Slideshow transcript
Slide 1: Scaling the LAMP Stack Future of Web Apps October 5, 2007
Slide 2: Introductions
Slide 3: Specific Problems, Challenges and Issues
Slide 4: About this workshop • This is a broad topic • Theory and application • Real-world focus • Interactive (please!)
Slide 5: About web apps and scaling Some different ways of looking at the problem…
Slide 6: Things to think about • Multi-server: locking and concurrency • Running many: keep in mind what’s expensive, sloppy or risky • Code quality • The law of truly large numbers
Slide 7: Elements of Scaling • Split up different tasks • Use more hardware (intelligently) • Partition • Replicate • Cache • Optimize (code and hardware) • Identify and fix weaknesses • Manage
Slide 8: Tools and Components • Apache + PHP • MySQL • File System (local) • Networked File System • Load Balancers • memcached
Slide 9: Contemplating Scaling • Understand what your app does (and how much) • Identify the bottlenecks • Solve near-term problems • Design well, but don’t over-design
Slide 10: Web apps do lots of things Different operations have different scaling issues.

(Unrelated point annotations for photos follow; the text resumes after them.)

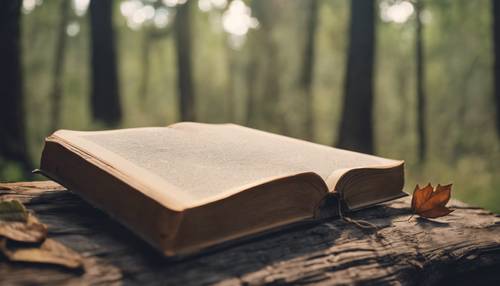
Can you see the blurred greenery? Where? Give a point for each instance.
(463, 146)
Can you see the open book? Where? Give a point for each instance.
(189, 186)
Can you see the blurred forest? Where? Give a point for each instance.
(415, 80)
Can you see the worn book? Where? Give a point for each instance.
(192, 186)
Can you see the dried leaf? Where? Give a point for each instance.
(13, 211)
(431, 203)
(16, 223)
(49, 252)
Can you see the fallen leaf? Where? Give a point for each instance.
(16, 223)
(431, 203)
(49, 252)
(13, 211)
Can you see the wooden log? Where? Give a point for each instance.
(463, 247)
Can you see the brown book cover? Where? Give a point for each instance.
(190, 186)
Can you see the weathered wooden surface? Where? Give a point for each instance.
(461, 248)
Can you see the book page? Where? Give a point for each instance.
(206, 160)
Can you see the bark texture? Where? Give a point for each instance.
(420, 80)
(59, 56)
(496, 52)
(356, 124)
(184, 65)
(307, 75)
(461, 248)
(12, 122)
(105, 97)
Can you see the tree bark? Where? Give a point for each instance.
(60, 52)
(145, 66)
(307, 75)
(420, 81)
(184, 64)
(496, 52)
(13, 144)
(356, 127)
(105, 99)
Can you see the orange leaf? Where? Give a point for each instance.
(431, 203)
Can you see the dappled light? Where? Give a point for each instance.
(398, 12)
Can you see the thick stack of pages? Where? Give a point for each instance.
(189, 186)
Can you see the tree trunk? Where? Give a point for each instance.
(184, 65)
(145, 66)
(13, 144)
(105, 99)
(60, 52)
(230, 90)
(356, 127)
(420, 81)
(496, 50)
(306, 79)
(250, 81)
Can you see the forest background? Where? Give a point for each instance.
(413, 80)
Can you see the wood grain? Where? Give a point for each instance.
(463, 247)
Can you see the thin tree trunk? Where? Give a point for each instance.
(13, 144)
(145, 66)
(356, 127)
(105, 99)
(231, 68)
(60, 52)
(308, 67)
(250, 80)
(420, 81)
(184, 65)
(496, 51)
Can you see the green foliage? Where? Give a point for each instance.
(463, 147)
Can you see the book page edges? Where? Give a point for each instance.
(336, 176)
(148, 183)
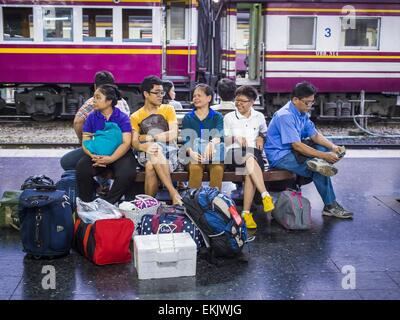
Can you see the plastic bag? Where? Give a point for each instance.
(98, 209)
(136, 209)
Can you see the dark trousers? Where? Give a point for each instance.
(124, 172)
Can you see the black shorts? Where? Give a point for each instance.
(235, 158)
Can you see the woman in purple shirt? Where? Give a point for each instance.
(122, 161)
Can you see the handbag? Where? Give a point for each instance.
(153, 124)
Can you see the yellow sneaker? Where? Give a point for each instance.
(268, 204)
(248, 219)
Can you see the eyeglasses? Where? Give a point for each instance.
(242, 101)
(308, 103)
(158, 93)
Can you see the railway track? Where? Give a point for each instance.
(14, 119)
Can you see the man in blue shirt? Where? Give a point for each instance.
(286, 147)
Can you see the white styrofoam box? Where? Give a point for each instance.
(170, 255)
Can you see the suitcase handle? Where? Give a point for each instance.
(171, 228)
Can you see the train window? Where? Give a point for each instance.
(302, 32)
(97, 24)
(137, 25)
(57, 24)
(18, 23)
(176, 12)
(363, 32)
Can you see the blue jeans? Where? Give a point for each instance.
(322, 183)
(69, 160)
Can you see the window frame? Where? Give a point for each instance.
(183, 41)
(98, 39)
(144, 41)
(352, 48)
(302, 46)
(63, 40)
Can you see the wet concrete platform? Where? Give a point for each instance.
(282, 264)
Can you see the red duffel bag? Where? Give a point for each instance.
(105, 241)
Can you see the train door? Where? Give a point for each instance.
(249, 35)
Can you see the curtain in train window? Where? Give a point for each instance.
(302, 32)
(137, 25)
(363, 32)
(97, 25)
(57, 24)
(176, 13)
(17, 23)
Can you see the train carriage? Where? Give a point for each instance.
(349, 50)
(54, 48)
(50, 50)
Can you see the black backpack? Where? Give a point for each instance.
(215, 214)
(38, 182)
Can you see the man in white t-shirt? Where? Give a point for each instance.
(244, 131)
(226, 90)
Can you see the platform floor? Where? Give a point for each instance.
(282, 265)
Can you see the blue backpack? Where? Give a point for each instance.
(167, 214)
(215, 214)
(46, 222)
(69, 185)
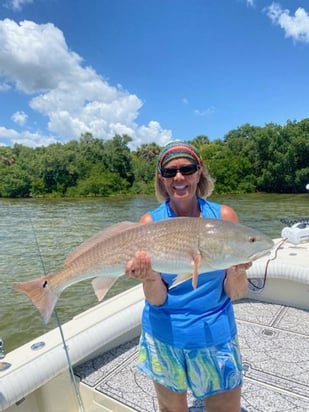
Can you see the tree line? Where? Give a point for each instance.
(272, 158)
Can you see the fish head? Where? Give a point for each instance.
(225, 243)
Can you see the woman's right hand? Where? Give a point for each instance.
(140, 267)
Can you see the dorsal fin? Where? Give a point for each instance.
(104, 234)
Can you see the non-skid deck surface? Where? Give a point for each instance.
(274, 341)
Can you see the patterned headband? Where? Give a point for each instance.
(175, 150)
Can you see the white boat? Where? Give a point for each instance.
(101, 343)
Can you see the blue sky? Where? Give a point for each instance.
(154, 69)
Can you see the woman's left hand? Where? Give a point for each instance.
(236, 282)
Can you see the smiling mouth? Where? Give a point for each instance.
(183, 187)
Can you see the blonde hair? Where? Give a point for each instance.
(204, 187)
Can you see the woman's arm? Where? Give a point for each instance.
(236, 282)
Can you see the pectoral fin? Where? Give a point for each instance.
(196, 261)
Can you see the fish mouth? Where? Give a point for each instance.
(258, 255)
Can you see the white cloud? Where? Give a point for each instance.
(36, 60)
(250, 3)
(296, 26)
(204, 112)
(11, 136)
(20, 118)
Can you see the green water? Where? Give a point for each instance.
(37, 235)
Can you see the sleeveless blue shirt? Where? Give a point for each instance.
(192, 319)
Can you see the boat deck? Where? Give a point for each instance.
(274, 341)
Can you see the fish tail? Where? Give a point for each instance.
(41, 295)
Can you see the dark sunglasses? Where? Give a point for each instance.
(184, 170)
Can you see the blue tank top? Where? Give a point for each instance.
(192, 319)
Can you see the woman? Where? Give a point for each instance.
(189, 337)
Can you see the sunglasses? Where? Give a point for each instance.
(184, 170)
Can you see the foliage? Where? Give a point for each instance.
(272, 158)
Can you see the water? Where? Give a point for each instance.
(37, 235)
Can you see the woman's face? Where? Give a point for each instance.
(181, 186)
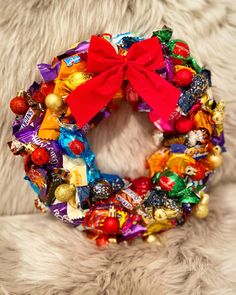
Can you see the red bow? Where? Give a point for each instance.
(138, 66)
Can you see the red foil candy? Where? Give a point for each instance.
(183, 78)
(76, 146)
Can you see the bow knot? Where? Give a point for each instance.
(138, 66)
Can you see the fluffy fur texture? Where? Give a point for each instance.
(40, 255)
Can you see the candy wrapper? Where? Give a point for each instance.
(84, 86)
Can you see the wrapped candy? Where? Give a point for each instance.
(86, 84)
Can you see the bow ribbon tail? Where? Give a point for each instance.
(89, 98)
(159, 94)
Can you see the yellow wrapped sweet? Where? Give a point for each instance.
(178, 163)
(157, 161)
(64, 87)
(49, 128)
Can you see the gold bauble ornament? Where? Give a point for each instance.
(64, 192)
(201, 209)
(76, 79)
(54, 102)
(215, 159)
(151, 238)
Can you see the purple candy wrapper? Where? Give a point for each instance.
(50, 72)
(29, 134)
(133, 231)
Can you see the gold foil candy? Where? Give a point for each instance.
(157, 161)
(201, 209)
(64, 192)
(76, 79)
(78, 174)
(178, 163)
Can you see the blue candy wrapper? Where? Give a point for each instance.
(69, 134)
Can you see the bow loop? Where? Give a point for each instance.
(138, 66)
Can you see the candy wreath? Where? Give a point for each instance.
(81, 87)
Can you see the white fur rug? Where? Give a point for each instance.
(40, 255)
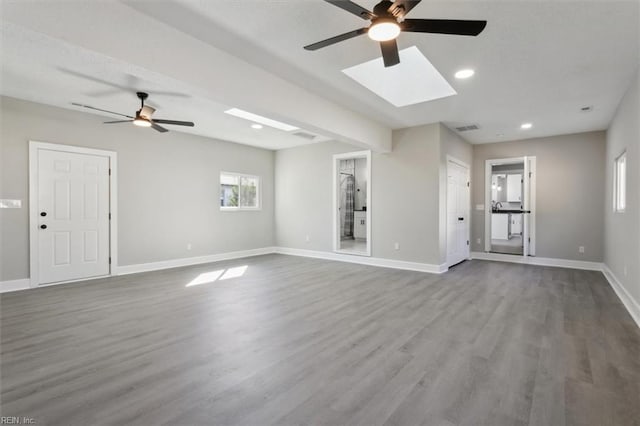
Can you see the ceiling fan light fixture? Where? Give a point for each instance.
(384, 30)
(141, 121)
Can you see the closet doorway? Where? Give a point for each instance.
(352, 203)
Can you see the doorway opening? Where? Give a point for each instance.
(352, 203)
(72, 220)
(458, 211)
(510, 206)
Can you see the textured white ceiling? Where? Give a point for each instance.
(536, 61)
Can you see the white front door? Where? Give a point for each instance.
(457, 213)
(73, 216)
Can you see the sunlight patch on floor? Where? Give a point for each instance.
(219, 275)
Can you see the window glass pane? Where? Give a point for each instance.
(249, 191)
(229, 190)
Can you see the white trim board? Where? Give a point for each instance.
(538, 261)
(15, 285)
(633, 307)
(177, 263)
(362, 260)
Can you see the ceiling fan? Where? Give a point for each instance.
(388, 20)
(142, 117)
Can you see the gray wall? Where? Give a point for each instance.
(404, 204)
(168, 192)
(622, 246)
(408, 203)
(570, 192)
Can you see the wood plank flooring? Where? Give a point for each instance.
(296, 341)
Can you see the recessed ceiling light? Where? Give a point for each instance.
(462, 74)
(236, 112)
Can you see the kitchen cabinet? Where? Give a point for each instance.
(516, 224)
(514, 188)
(500, 226)
(360, 224)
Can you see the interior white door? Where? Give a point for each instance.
(73, 214)
(457, 213)
(526, 206)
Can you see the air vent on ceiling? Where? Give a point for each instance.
(305, 135)
(467, 128)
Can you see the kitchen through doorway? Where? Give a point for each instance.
(510, 206)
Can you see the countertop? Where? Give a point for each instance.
(508, 211)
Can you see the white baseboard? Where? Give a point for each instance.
(365, 260)
(176, 263)
(15, 285)
(539, 261)
(628, 301)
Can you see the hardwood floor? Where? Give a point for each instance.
(306, 341)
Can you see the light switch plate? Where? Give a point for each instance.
(10, 204)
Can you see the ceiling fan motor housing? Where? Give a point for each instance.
(381, 10)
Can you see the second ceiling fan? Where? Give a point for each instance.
(388, 20)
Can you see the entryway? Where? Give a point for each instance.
(72, 223)
(458, 203)
(510, 206)
(352, 203)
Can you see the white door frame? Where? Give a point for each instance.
(336, 200)
(34, 146)
(529, 187)
(459, 162)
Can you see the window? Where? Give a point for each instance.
(620, 183)
(239, 192)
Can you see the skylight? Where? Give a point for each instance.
(260, 119)
(414, 80)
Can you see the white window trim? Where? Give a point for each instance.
(616, 187)
(239, 208)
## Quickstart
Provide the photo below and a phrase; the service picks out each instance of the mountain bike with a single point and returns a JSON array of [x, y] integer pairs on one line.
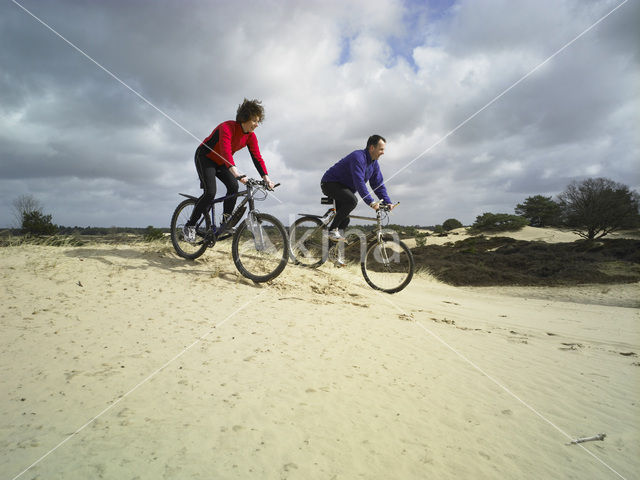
[[259, 244], [386, 262]]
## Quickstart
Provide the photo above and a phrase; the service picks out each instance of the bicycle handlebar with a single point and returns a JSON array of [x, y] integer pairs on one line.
[[386, 207], [254, 182]]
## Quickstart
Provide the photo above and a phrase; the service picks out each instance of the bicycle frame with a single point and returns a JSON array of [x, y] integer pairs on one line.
[[248, 195], [364, 240]]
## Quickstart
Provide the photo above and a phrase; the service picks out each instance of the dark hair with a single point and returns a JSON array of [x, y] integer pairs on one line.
[[373, 141], [249, 109]]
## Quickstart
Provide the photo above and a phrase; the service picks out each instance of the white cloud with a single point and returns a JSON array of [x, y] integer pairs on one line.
[[330, 74]]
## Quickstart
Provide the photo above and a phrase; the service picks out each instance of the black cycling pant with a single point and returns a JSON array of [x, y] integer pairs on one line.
[[346, 201], [208, 171]]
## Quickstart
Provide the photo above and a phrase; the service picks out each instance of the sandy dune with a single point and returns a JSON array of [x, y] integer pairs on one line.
[[126, 362]]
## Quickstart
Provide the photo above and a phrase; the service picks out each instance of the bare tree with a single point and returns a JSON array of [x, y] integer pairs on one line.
[[31, 220], [24, 205], [598, 206]]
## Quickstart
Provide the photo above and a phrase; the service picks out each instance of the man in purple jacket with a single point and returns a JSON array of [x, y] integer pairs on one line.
[[350, 175]]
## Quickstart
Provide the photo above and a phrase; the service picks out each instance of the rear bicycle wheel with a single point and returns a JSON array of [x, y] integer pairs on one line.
[[182, 214], [260, 247], [306, 242], [388, 265]]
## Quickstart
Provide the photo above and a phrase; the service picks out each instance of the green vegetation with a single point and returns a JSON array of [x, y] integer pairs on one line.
[[482, 261], [540, 211], [451, 224], [497, 222], [595, 207]]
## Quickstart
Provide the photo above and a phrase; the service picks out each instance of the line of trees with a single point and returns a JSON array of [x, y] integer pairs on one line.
[[592, 208]]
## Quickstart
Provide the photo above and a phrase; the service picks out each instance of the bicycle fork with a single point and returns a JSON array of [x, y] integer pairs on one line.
[[259, 237]]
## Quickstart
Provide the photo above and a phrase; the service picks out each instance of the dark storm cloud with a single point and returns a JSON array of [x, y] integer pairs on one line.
[[413, 74]]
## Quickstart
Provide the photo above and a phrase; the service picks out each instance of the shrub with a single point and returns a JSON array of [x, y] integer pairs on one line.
[[152, 234], [498, 222], [598, 206], [451, 224], [421, 239], [36, 223], [540, 211]]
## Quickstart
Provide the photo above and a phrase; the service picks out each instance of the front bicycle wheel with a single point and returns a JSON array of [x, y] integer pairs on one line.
[[306, 242], [182, 214], [388, 265], [259, 247]]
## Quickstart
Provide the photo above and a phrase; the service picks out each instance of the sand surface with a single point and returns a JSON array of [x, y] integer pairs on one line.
[[126, 362]]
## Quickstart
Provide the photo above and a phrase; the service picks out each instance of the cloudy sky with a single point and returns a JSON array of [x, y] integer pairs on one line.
[[113, 146]]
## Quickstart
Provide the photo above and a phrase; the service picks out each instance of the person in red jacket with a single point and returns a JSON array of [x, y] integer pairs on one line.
[[214, 159]]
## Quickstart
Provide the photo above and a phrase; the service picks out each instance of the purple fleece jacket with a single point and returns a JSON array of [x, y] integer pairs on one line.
[[354, 171]]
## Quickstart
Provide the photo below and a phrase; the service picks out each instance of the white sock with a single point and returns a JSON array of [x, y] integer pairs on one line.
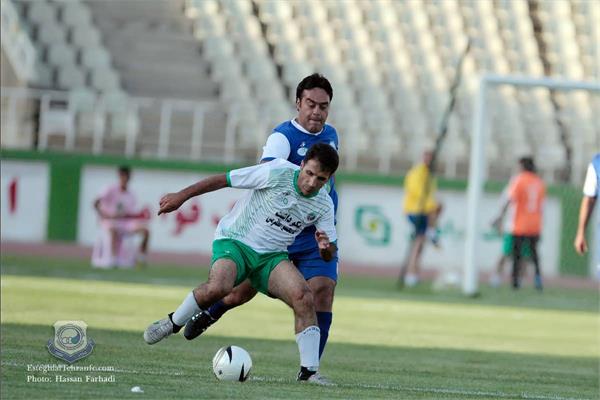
[[308, 345], [186, 310]]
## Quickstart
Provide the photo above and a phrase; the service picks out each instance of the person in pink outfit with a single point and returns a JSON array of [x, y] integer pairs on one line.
[[120, 217]]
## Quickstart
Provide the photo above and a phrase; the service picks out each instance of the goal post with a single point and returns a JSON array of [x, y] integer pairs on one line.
[[478, 162]]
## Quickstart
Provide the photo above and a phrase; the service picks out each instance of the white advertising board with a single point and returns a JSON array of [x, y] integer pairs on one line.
[[190, 229], [24, 203], [374, 231]]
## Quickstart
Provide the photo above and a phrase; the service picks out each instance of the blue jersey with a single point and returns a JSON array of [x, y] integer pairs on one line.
[[299, 142]]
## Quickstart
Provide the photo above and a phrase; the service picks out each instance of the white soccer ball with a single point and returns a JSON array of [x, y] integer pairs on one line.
[[232, 363]]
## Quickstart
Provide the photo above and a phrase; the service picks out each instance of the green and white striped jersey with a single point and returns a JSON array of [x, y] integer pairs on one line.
[[270, 216]]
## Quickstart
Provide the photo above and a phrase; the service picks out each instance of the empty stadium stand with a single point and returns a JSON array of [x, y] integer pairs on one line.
[[233, 66]]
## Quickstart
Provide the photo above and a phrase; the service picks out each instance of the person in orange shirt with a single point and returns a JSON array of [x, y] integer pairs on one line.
[[523, 204]]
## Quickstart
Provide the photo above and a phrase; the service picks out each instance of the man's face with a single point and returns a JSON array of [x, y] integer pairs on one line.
[[311, 178], [313, 109]]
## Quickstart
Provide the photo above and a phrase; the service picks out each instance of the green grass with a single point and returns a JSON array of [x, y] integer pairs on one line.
[[384, 343]]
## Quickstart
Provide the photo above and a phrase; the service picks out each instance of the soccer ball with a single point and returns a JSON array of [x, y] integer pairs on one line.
[[232, 363]]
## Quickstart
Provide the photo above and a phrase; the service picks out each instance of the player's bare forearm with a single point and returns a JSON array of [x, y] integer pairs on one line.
[[587, 206], [172, 201], [328, 253]]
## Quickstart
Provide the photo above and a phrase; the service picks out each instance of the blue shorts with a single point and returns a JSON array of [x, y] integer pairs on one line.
[[419, 222], [310, 264]]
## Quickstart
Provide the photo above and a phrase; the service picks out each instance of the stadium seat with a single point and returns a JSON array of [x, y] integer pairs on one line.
[[233, 90], [61, 54], [49, 32], [45, 75], [215, 47], [85, 36], [226, 68], [70, 76], [104, 79], [95, 58], [41, 12], [75, 13], [83, 103]]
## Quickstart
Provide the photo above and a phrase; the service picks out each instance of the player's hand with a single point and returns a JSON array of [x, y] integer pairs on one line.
[[322, 239], [170, 202], [580, 244]]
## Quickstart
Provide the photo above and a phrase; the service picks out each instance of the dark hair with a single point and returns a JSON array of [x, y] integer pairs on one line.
[[315, 80], [124, 169], [325, 154], [527, 164]]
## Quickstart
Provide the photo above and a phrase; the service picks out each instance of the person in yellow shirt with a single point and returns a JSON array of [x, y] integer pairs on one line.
[[422, 210]]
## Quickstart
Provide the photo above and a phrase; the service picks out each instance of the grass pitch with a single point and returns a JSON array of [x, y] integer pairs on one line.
[[384, 343]]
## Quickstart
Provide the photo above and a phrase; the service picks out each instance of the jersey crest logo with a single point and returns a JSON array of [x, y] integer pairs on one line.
[[302, 149], [286, 200]]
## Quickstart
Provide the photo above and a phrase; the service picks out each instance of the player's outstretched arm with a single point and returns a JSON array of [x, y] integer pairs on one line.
[[172, 201], [326, 248]]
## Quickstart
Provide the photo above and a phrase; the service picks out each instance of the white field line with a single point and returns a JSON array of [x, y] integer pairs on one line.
[[398, 388]]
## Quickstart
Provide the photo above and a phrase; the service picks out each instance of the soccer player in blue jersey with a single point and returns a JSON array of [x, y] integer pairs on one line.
[[290, 141]]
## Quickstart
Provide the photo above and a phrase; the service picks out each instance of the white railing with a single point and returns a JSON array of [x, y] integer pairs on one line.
[[59, 116]]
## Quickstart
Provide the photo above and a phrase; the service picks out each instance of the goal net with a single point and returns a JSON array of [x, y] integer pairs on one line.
[[554, 121]]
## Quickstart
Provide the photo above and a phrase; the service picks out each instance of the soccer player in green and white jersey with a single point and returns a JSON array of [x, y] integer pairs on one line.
[[252, 240]]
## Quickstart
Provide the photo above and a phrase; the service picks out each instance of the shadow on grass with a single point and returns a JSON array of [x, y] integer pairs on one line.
[[371, 287], [182, 369]]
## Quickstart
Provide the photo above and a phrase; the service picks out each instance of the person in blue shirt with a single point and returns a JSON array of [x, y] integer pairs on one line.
[[290, 141]]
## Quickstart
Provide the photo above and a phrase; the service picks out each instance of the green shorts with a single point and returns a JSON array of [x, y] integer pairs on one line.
[[507, 246], [250, 264]]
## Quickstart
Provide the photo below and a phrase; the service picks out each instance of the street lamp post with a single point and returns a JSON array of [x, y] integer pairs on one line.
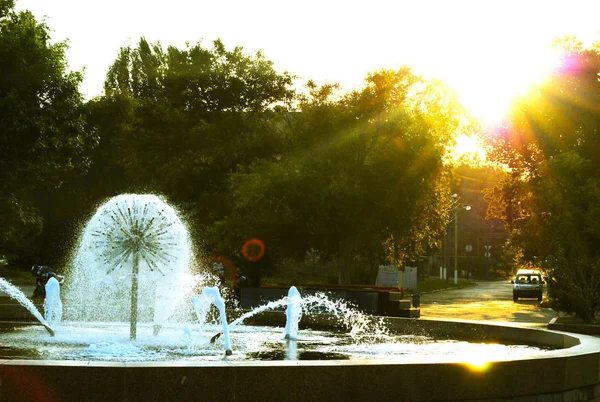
[[457, 204]]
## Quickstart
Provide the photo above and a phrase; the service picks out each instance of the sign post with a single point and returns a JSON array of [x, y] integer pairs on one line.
[[487, 256]]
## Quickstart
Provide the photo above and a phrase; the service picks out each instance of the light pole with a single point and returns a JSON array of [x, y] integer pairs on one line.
[[457, 204]]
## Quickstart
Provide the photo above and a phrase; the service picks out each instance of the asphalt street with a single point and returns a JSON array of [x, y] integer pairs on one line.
[[486, 301]]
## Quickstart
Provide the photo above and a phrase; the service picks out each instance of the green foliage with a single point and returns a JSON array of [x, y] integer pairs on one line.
[[550, 197], [43, 140], [362, 179]]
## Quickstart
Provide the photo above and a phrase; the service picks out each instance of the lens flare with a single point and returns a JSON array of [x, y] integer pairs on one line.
[[253, 250]]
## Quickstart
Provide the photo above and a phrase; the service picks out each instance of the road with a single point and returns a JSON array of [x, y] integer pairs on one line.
[[488, 301]]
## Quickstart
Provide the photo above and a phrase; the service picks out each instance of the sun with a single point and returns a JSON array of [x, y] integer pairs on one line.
[[468, 148], [489, 94]]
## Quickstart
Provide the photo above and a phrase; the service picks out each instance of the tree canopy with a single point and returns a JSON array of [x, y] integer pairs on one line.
[[550, 196], [43, 135]]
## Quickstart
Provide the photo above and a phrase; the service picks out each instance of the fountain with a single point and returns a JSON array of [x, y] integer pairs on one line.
[[133, 328]]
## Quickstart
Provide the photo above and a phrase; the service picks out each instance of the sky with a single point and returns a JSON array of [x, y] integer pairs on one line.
[[485, 49]]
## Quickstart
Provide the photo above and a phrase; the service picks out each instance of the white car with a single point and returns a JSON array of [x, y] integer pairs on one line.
[[528, 283]]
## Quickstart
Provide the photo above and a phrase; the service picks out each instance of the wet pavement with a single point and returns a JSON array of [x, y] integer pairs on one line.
[[486, 301]]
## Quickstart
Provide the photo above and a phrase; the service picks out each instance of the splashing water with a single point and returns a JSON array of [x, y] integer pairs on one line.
[[16, 294], [362, 327], [132, 242], [211, 295], [52, 303], [293, 314]]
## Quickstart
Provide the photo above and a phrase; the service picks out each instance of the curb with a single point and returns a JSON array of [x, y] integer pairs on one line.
[[585, 329]]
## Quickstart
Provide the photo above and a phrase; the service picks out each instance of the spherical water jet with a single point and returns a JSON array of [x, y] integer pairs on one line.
[[134, 255]]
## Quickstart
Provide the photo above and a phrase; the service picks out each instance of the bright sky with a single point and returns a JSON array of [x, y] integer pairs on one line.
[[486, 49]]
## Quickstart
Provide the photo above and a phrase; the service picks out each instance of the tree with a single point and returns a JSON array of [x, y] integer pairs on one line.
[[43, 138], [362, 179], [550, 196]]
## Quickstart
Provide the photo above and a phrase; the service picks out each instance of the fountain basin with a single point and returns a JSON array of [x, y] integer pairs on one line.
[[569, 372]]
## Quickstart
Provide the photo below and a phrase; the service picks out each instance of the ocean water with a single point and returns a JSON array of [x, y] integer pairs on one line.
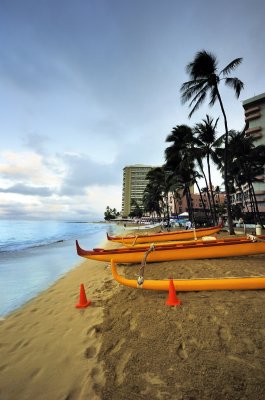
[[34, 254]]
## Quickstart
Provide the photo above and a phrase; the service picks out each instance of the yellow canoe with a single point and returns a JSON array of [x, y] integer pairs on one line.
[[189, 234], [189, 285], [169, 243], [229, 247]]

Slide 11: What does your app do? List the high level elements of what your application does. Separate out different functions that will have different scaling issues.
Slide 12: Common things that web apps do • Manage connections/protocols • Deliver static content • Manage sessions • Manage user data • Render dynamic pages • Access external APIs • Process media
Slide 13: Update the list of things your app does • Add anything you missed • Note which items you do in quantity
Slide 14: Easy vs. Difficult Scaling What happens when you add hardware? •Does it work? •Does more hardware = more performance?
Slide 15: Things that break when you scale • State that isn’t properly shared (especially sessions) • Updates/refreshes (caching and replication issues)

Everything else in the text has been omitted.